If the deadline comes and goes without the energy drink company finding engines for its two F1 teams, Red Bull and Toro Rosso will have to pull out of the sport.
But at least the contracted Red Bull quartet – featuring Ricciardo, Daniil Kvyat, Carlos Sainz and the teen sensation Max Verstappen – would then have a few months to make other plans.
“I think it’s good that Dietrich has set a deadline,” Australian Ricciardo said at Sochi.
“We need to know what we are going to do once and for all, and we can’t wait until Christmas to design the car.”
Up and down the pitlane, although there is alarm that Red Bull could punch a four-car hole in the 2016 grid, sympathy for the energy drink brand is actually limited.
“It seems really odd to me that in the moment they don’t have success, they’re so upset about it.
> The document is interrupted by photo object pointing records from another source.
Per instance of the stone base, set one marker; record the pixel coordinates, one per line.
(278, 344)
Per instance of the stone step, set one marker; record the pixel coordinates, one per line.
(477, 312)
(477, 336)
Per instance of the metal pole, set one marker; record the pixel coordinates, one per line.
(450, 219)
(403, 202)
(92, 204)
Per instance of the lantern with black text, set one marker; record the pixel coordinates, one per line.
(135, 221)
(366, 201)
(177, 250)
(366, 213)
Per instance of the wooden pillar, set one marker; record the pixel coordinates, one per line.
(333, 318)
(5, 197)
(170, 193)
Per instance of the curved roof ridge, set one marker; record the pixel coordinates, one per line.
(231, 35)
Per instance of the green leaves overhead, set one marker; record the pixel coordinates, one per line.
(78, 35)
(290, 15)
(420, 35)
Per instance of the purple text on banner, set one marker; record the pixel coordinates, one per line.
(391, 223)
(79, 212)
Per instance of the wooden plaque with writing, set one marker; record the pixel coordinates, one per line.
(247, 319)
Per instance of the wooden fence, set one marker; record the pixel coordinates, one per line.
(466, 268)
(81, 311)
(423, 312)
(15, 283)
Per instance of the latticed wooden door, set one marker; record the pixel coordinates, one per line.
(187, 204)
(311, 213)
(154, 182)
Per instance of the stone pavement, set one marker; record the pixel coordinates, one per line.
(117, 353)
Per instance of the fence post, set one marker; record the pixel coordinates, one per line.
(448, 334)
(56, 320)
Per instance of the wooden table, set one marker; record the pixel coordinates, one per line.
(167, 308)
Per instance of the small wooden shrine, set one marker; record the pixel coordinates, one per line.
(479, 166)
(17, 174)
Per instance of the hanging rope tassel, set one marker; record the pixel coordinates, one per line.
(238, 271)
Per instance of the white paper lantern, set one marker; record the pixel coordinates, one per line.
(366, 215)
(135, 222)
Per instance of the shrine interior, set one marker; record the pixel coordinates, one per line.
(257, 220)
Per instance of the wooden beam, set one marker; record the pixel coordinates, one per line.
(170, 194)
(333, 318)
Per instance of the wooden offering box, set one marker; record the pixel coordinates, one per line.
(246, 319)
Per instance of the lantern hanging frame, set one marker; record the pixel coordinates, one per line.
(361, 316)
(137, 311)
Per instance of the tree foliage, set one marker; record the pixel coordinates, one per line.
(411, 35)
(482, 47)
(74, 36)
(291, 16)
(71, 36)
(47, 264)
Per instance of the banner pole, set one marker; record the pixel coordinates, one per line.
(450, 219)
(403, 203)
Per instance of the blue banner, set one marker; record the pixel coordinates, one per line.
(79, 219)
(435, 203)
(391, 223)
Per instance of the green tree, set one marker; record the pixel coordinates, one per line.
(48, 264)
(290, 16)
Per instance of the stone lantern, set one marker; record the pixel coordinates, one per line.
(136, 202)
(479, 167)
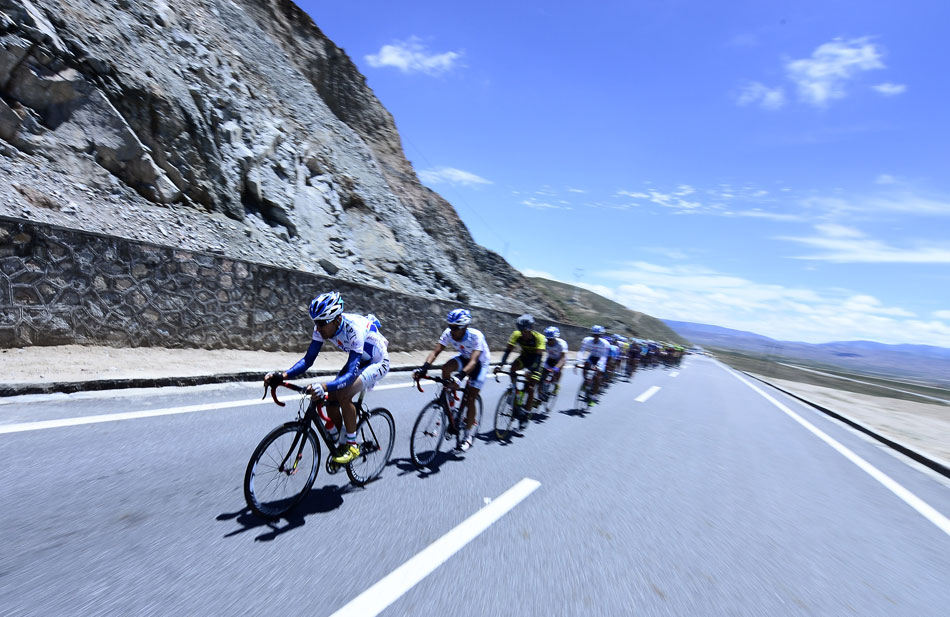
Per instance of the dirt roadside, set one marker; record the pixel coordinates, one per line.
(920, 426)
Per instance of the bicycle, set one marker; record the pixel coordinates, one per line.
(511, 407)
(441, 418)
(285, 463)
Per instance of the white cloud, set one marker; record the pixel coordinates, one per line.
(755, 93)
(840, 244)
(889, 89)
(531, 202)
(450, 175)
(411, 56)
(823, 76)
(634, 194)
(699, 294)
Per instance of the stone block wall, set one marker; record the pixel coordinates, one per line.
(60, 286)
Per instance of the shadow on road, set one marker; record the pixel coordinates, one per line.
(577, 413)
(317, 501)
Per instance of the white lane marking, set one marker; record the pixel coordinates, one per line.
(915, 502)
(643, 398)
(375, 599)
(149, 413)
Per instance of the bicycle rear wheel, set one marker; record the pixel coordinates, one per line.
(427, 434)
(505, 414)
(375, 435)
(281, 470)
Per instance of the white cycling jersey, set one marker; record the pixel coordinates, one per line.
(594, 349)
(358, 333)
(473, 340)
(556, 350)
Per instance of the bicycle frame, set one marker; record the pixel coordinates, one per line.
(314, 416)
(456, 415)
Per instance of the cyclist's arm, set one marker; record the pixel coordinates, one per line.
(306, 362)
(348, 374)
(435, 353)
(472, 367)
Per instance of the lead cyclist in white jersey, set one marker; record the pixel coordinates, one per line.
(597, 350)
(367, 362)
(556, 349)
I don’t remember any other team doing that,” said Mercedes’ reigning world champion Lewis Hamilton.
But the situation means that Red Bull’s rivals are being forced to consider the prospect of racing third cars next year, with Ferrari boss Maurizio Arrivabene admitting he has even talked to Charlie Whiting about the logistics.
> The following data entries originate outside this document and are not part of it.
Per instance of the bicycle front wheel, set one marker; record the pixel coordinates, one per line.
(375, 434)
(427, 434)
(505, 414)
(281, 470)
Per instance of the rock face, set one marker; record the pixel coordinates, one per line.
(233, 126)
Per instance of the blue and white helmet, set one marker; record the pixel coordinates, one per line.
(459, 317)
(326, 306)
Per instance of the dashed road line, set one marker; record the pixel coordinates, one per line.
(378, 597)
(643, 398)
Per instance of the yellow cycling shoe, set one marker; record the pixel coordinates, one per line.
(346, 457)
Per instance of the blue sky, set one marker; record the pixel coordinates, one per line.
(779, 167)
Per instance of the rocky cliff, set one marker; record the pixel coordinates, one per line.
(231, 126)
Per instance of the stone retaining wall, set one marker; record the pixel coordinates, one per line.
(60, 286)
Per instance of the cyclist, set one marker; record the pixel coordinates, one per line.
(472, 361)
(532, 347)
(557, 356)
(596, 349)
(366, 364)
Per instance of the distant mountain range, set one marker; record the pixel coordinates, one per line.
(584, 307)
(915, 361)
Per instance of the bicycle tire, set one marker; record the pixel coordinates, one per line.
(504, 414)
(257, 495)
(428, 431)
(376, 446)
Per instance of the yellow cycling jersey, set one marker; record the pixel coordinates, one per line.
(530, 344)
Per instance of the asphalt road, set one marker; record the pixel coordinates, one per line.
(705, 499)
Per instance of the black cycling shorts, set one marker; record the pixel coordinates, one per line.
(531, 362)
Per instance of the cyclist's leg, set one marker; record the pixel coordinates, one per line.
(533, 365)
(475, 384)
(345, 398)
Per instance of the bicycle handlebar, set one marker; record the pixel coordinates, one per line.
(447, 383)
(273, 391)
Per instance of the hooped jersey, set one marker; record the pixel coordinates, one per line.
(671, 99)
Ferrari and Mercedes, however, are refusing to take the blame for Red Bull’s predicament, and even F1 supremo Bernie Ecclestone is not pointing fingers.
“I don’t have an engine to give them (Red Bull),” he said, “but no one has done anything wrong. They’re only following the rules.
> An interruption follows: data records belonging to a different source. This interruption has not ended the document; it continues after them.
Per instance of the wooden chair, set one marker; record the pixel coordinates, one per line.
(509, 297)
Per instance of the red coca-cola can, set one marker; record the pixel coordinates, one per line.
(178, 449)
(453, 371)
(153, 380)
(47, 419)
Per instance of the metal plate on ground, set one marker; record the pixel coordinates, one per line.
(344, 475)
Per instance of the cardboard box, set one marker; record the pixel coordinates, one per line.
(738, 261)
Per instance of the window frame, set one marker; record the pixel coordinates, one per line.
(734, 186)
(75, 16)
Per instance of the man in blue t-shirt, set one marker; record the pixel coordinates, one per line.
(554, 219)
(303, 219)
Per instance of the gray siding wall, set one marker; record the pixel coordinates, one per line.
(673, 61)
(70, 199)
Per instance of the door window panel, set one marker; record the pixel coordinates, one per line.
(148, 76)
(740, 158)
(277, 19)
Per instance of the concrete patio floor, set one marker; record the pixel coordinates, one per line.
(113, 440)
“I can’t force them (Ferrari and Mercedes) to do something they don’t want to do,” Ecclestone added, arguing that to do otherwise would be akin to a ‘cartel’.
What the situation has done is reinforce Ecclestone’s view that the ‘power unit’ regulations have failed, but the 84-year-old said they in fact “failed before they even began”.
So as time goes on, it becomes clearer that Red Bull’s is not merely an idle threat — the risk that F1 will imminently lose the brand is very real.
When asked what Dietrich Mateschitz should do, Ecclestone answered: “He should buy Volkswagen.”
A more likely option is that Red Bull will have to accept Ferrari’s offer of 2015-spec engines, even though there is now doubt that is even on the table.
“I don’t know. You should ask Ferrari,” said Ecclestone.
But if it means racing in 2016 or sitting at home, Ricciardo suggested Red Bull should think about it.
“If it (having a 2015 engine) means we are 20hp less than the others then we would be in better shape than we have been this year,” said the Australian.
Ferrari’s Sebastian Vettel, meanwhile, said that although the idea of Red Bull quitting is shocking, he is glad he is watching the situation from the cockpit.
“Frankly I’m very glad I’m just the driver and not the one making the decision!” he smiled.